Pode-se compreender que os discursos de ódio existentes no mundo podem ser evidenciados como grandes males da sociedade, sendo estes responsáveis pela ocorrência de grandes tragédias, como foi o caso do Holocausto. No Brasil, o avanço do discurso de ódio e a polarização nas democracias, onde mulheres, negros, indígenas, imigrantes, grupos religiosos e LGBTI+, tem sido cada vez mais estigmatizado. Afirma-se que os discursos apenas tratam da dificuldade de aceitação da variedade existente no mundo;
O desconhecimento da diversidade, aliado à falta de efetivação ao combate a segregação, exclusão e descriminação das minorias, torna essas pessoas invisíveis perante a sociedade, o que fere o direito de isonomia e equidade social.

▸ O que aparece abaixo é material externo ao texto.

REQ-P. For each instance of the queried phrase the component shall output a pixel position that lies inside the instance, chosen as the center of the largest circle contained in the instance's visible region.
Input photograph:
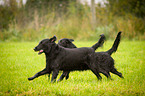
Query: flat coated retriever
(103, 59)
(66, 59)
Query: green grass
(18, 61)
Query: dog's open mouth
(40, 52)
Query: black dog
(66, 59)
(103, 59)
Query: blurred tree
(120, 7)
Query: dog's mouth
(41, 51)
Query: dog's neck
(54, 51)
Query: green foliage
(65, 18)
(19, 61)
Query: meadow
(18, 61)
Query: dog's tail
(100, 42)
(115, 45)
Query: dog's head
(45, 45)
(67, 43)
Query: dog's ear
(71, 40)
(53, 39)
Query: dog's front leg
(44, 71)
(64, 74)
(54, 75)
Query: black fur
(103, 59)
(65, 59)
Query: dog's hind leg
(96, 73)
(54, 75)
(64, 74)
(107, 74)
(114, 71)
(44, 71)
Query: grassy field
(18, 61)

Haja vista que todos são diferentes, além de importantes em decorrência da diversidade, que deve sim ser celebrada.
Portanto, são imprescindíveis as mudanças rápidas, onde a educação seja coautora principal dessa ação, tendo o papel primordial nesse desafio, uma vez que está relacionada ao comportamento social de uma nação. Desse modo, o Estado deve por sua vez a condução de leis que visem o aprimoramento e medidas que levem a equidade social de isonomia a todos os grupos sociais que estão em condições de vulnerabilidade.